Бумажки
После разговора с Митей и Бессарабом взвинченная донельзя Виктория долго приходила в себя, приняла ванну с успокаивающим маслом мелиссы и поняла, что дела и впрямь придется брать в свои руки. И начала она с сейфа Иосифа.
В эту святая святых он не допускал никого, но в записной книжке, что хранилась отдельно, в маленьком сейфе Медянской, были все необходимые шифры и коды. Понятно, что час ушел только на то, чтобы правильно повернуть все колесики и ручки. Наконец замок чавкнул и выплюнул дверь наружу, и Виктория, увидев, сколько здесь лежит, попросту выгребла все: и папки, и отдельные бумаги, и даже коробки с какими-то наградами. Здесь же в аккуратной сандаловой коробке лежал пистолет.
Этот «ТТ» подарил Иосифу незабвенный премьер Вадим Стефанович Черномырзин. На его пятидесятипятилетний юбилей Иосиф поставил грандиозное шоу со всеми лучшими артистами, добавив к ним даже Майкла Джексона.

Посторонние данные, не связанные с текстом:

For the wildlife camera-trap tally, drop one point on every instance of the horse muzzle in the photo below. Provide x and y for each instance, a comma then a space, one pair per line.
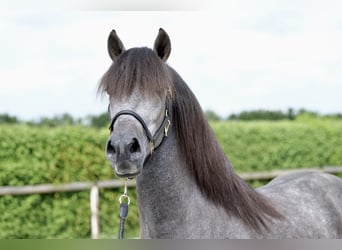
126, 156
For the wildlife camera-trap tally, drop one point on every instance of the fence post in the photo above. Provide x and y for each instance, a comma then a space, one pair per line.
94, 208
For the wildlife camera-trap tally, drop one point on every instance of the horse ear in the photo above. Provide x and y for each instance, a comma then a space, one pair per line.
115, 46
162, 45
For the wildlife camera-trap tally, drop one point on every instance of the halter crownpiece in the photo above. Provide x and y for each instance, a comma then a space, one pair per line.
161, 131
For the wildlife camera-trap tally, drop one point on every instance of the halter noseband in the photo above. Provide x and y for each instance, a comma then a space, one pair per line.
161, 131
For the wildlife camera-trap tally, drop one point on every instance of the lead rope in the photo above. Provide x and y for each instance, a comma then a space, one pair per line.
123, 210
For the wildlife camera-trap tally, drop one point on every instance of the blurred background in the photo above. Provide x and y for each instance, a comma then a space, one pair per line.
266, 73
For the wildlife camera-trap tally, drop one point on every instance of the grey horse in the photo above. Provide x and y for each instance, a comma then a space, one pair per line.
186, 186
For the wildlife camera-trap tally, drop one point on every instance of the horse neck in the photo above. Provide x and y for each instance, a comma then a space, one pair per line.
161, 190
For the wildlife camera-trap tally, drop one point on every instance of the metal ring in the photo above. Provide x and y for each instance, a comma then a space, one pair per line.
125, 196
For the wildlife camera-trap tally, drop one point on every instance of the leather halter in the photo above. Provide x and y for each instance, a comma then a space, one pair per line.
161, 131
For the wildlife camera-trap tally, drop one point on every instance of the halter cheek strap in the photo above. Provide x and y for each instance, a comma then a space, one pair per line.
161, 132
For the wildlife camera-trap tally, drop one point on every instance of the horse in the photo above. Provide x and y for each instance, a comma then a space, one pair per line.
186, 186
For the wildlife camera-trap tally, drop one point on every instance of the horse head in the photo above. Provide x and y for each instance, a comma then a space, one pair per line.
140, 106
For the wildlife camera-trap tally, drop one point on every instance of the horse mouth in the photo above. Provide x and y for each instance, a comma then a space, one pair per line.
127, 170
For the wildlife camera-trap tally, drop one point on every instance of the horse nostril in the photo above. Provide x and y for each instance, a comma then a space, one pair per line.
134, 147
110, 148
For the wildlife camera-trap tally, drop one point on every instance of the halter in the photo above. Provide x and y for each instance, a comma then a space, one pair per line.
163, 129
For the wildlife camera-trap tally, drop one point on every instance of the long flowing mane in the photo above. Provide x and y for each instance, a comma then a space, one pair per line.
205, 159
208, 164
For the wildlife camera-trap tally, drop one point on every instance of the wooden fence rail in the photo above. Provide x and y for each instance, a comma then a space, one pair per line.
94, 188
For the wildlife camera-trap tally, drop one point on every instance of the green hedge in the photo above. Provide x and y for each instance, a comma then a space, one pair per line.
67, 154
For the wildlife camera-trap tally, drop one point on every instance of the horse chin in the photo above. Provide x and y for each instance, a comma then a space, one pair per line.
127, 172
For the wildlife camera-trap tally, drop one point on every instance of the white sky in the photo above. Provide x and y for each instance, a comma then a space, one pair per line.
243, 55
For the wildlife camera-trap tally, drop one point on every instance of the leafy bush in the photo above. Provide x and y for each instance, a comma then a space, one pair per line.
36, 155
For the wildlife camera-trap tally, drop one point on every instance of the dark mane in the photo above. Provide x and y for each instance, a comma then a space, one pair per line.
209, 166
205, 159
136, 67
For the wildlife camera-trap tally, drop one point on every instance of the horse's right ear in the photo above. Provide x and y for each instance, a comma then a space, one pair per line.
115, 46
162, 45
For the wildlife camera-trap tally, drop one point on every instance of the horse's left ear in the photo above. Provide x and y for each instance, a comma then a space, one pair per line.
162, 45
115, 46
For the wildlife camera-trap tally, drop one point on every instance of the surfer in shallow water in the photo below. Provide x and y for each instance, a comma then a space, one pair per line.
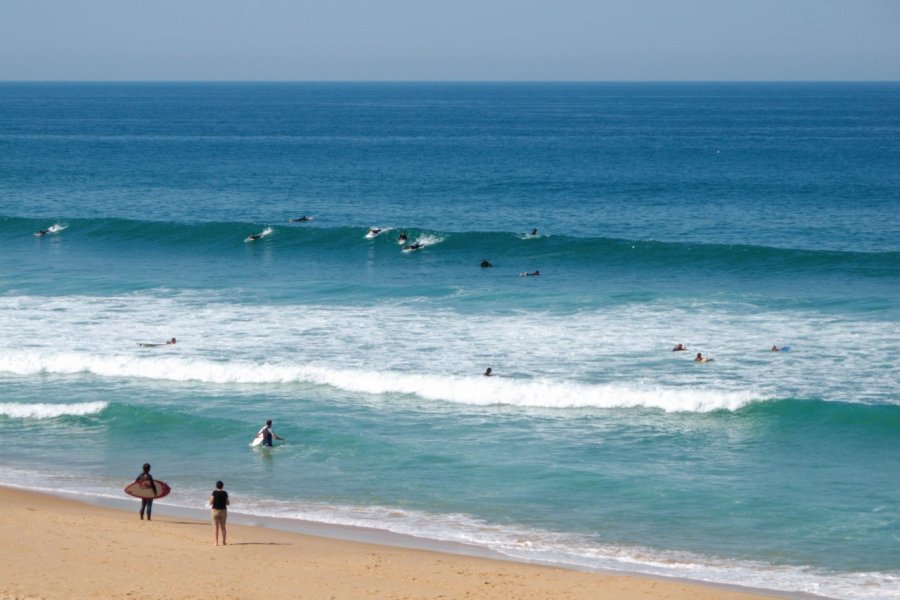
267, 434
147, 503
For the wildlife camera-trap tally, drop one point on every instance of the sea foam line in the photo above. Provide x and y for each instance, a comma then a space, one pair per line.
50, 411
471, 390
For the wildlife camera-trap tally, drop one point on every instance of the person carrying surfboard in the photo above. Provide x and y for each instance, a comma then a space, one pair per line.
267, 434
147, 503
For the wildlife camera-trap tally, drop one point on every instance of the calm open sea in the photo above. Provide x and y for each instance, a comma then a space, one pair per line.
729, 218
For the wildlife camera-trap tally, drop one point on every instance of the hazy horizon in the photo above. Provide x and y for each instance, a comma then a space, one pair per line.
442, 41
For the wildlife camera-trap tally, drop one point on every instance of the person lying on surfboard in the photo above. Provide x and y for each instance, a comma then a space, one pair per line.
267, 434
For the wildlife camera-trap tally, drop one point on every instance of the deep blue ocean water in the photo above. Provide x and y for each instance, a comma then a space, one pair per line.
728, 217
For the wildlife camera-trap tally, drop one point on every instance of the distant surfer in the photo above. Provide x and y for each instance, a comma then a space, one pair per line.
218, 503
267, 434
147, 503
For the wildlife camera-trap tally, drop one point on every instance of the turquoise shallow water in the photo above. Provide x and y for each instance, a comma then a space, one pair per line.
725, 217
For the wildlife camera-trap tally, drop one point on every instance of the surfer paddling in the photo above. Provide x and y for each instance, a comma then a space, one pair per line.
267, 434
147, 503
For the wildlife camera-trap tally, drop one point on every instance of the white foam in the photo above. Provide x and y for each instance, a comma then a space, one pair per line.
50, 411
594, 358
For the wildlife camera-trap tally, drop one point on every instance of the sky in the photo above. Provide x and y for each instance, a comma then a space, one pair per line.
449, 40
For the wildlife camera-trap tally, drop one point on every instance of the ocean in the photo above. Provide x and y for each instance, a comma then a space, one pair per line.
726, 217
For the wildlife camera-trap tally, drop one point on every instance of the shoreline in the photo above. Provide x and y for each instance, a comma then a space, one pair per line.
70, 547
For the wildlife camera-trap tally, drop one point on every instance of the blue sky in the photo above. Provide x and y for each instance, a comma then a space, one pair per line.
440, 40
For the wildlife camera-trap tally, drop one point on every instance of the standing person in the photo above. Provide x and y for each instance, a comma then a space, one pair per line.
147, 503
267, 434
218, 503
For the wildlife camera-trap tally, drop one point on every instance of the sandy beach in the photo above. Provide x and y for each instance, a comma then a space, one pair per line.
59, 548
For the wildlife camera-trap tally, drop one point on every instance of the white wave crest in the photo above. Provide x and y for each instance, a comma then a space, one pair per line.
50, 411
474, 390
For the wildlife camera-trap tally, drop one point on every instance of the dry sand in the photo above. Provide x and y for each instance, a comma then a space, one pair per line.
54, 548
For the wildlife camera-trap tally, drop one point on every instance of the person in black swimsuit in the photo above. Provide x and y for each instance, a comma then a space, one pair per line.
218, 503
147, 503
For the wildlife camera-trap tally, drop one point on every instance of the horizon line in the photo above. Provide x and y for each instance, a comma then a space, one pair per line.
445, 81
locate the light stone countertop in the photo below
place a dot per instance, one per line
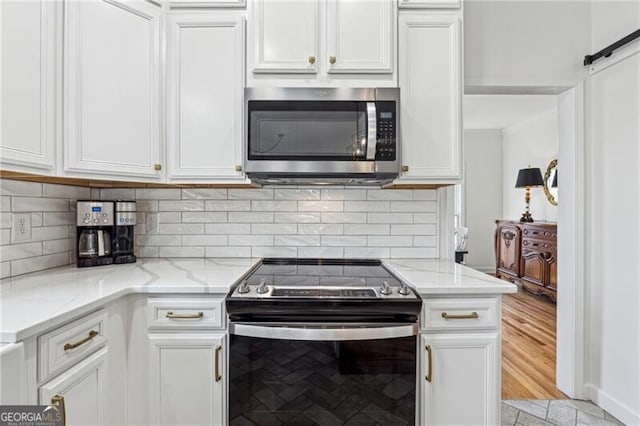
(33, 303)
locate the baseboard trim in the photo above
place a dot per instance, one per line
(617, 409)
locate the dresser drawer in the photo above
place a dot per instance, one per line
(67, 345)
(185, 313)
(454, 314)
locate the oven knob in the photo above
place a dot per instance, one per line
(404, 290)
(243, 288)
(385, 289)
(262, 288)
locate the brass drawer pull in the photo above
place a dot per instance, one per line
(218, 376)
(429, 377)
(91, 335)
(184, 316)
(59, 400)
(472, 315)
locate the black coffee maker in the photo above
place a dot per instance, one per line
(95, 227)
(123, 239)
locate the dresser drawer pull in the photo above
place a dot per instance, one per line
(472, 315)
(58, 399)
(91, 335)
(185, 316)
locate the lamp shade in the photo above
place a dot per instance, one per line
(529, 177)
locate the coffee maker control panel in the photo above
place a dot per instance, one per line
(94, 213)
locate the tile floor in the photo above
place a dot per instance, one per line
(563, 412)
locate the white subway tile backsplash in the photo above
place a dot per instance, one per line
(366, 206)
(306, 217)
(204, 217)
(389, 241)
(366, 229)
(204, 240)
(389, 217)
(321, 206)
(228, 206)
(228, 252)
(251, 217)
(297, 240)
(204, 193)
(273, 229)
(344, 240)
(65, 191)
(31, 204)
(274, 206)
(297, 194)
(158, 194)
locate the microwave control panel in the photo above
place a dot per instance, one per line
(386, 134)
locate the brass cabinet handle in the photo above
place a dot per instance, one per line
(58, 399)
(472, 315)
(429, 377)
(91, 335)
(184, 316)
(218, 376)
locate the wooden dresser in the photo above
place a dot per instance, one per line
(526, 254)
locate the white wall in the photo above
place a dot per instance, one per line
(482, 195)
(525, 42)
(530, 143)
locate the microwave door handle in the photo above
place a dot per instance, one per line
(372, 130)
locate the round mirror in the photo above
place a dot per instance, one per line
(551, 182)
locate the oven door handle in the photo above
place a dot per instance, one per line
(323, 332)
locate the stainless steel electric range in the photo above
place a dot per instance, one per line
(322, 341)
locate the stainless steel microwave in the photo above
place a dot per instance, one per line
(322, 135)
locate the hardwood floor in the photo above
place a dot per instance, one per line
(528, 347)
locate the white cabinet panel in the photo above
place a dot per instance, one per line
(187, 379)
(28, 58)
(431, 94)
(360, 36)
(112, 87)
(284, 36)
(464, 379)
(205, 99)
(83, 390)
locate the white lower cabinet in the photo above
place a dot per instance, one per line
(187, 379)
(80, 391)
(459, 379)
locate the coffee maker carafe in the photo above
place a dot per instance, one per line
(94, 233)
(123, 239)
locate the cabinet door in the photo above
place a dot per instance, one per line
(112, 88)
(360, 36)
(284, 36)
(205, 98)
(83, 389)
(28, 51)
(187, 379)
(430, 93)
(464, 386)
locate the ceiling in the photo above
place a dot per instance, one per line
(501, 111)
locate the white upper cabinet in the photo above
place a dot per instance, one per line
(322, 42)
(205, 73)
(112, 88)
(431, 96)
(28, 57)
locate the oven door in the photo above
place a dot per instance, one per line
(317, 375)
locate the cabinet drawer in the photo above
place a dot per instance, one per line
(454, 314)
(192, 313)
(65, 346)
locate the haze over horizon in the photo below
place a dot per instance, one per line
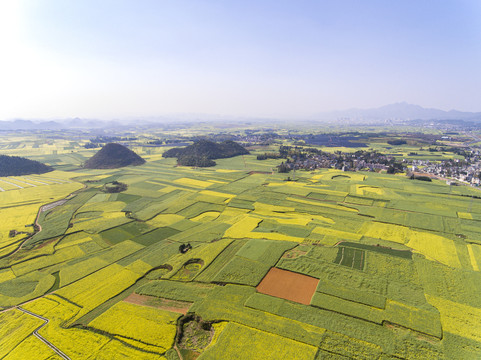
(118, 59)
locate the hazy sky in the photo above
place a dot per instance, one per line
(116, 58)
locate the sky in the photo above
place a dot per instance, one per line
(114, 59)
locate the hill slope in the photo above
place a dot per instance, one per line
(202, 152)
(15, 165)
(113, 156)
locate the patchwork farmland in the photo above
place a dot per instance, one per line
(234, 261)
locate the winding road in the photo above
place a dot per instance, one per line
(45, 341)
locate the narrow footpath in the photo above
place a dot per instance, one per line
(45, 341)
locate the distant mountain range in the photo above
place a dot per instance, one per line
(393, 112)
(398, 111)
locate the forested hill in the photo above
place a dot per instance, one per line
(202, 152)
(15, 166)
(113, 156)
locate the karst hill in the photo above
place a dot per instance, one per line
(202, 152)
(113, 156)
(16, 166)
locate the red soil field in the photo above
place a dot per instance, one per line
(288, 285)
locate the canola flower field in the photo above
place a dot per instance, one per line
(397, 263)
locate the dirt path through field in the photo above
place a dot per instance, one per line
(41, 338)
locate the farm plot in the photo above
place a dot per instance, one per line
(145, 324)
(350, 257)
(288, 285)
(238, 341)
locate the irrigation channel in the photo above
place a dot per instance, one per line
(45, 341)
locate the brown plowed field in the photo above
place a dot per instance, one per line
(288, 285)
(165, 304)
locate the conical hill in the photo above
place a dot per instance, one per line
(113, 156)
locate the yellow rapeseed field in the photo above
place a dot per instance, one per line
(151, 325)
(242, 227)
(193, 182)
(32, 348)
(434, 247)
(98, 287)
(337, 233)
(384, 231)
(458, 319)
(162, 220)
(474, 255)
(14, 327)
(114, 349)
(206, 216)
(241, 342)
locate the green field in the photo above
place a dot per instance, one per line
(397, 261)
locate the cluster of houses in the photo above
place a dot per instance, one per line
(467, 171)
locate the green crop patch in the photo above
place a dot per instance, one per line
(405, 254)
(155, 236)
(350, 257)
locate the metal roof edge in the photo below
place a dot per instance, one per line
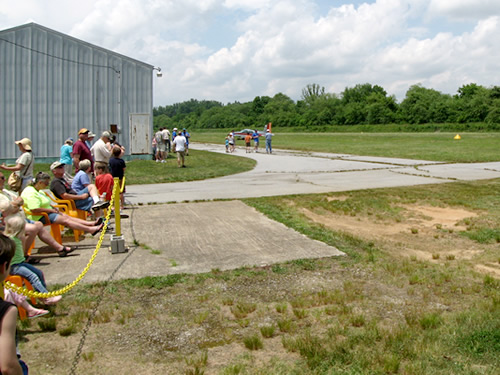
(35, 25)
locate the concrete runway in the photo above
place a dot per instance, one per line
(199, 237)
(288, 172)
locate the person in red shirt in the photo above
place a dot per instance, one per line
(81, 151)
(104, 182)
(248, 139)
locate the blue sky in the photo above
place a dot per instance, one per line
(234, 50)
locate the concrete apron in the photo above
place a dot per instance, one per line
(188, 238)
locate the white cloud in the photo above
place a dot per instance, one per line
(271, 46)
(465, 9)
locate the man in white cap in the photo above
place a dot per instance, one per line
(81, 151)
(101, 150)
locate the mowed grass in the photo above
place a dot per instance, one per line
(200, 165)
(473, 147)
(369, 312)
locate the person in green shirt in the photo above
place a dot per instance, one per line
(14, 228)
(37, 202)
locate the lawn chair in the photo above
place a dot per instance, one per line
(20, 282)
(55, 229)
(68, 206)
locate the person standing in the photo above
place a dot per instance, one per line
(248, 139)
(101, 150)
(67, 156)
(89, 140)
(160, 146)
(186, 135)
(269, 137)
(166, 140)
(180, 148)
(231, 142)
(117, 166)
(24, 164)
(255, 137)
(81, 151)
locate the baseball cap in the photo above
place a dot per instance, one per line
(26, 142)
(55, 165)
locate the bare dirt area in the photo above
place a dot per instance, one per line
(428, 233)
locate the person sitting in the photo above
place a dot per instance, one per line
(14, 228)
(9, 362)
(85, 199)
(32, 228)
(37, 203)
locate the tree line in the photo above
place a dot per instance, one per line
(359, 105)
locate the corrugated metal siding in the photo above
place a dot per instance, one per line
(49, 99)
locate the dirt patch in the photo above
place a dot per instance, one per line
(428, 232)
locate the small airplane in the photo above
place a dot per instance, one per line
(242, 133)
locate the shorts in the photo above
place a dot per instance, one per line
(101, 163)
(180, 154)
(84, 204)
(52, 218)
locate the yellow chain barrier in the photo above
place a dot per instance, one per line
(67, 288)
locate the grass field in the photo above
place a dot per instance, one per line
(418, 292)
(473, 147)
(200, 166)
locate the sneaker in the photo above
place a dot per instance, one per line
(51, 300)
(100, 205)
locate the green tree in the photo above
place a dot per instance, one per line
(312, 92)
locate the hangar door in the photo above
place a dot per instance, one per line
(140, 135)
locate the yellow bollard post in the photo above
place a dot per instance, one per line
(117, 240)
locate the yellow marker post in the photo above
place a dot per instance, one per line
(117, 240)
(116, 204)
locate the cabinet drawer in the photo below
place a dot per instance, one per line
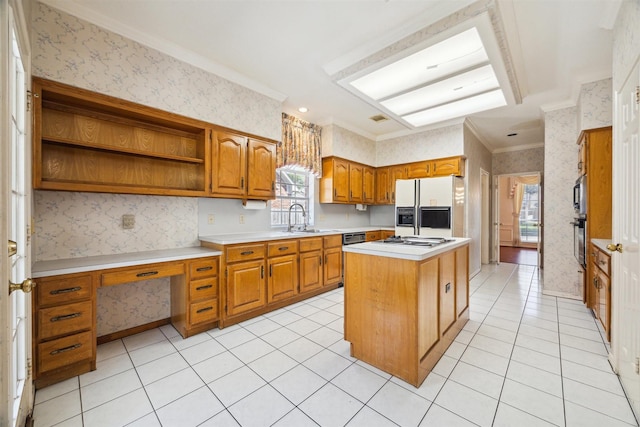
(332, 241)
(312, 244)
(55, 290)
(285, 247)
(64, 351)
(245, 252)
(203, 289)
(143, 272)
(603, 260)
(205, 311)
(207, 267)
(64, 319)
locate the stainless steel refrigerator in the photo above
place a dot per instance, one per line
(430, 207)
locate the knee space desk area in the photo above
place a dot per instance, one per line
(64, 302)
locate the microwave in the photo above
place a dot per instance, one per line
(580, 196)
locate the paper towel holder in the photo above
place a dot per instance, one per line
(254, 204)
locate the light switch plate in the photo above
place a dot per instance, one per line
(128, 221)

Виктория улыбнулась. Над последним Черномырзин потешался весь вечер и, посадив за свой столик, все пытался напоить водкой. Майкл прикрывал лицо ручкой и отказывался, пугаясь и объятий медведеподобного госмужа, и его громких восклицаний. Хорошо еще, что Иосиф запретил дословно переводить коронные шутки Стефаныча. Тот периодически подымал чарку и выкрикивал:
– Ну, Мишка, за тебя неумытого! Чтобы тебя президентом Штатов избрали и всех негров освободили.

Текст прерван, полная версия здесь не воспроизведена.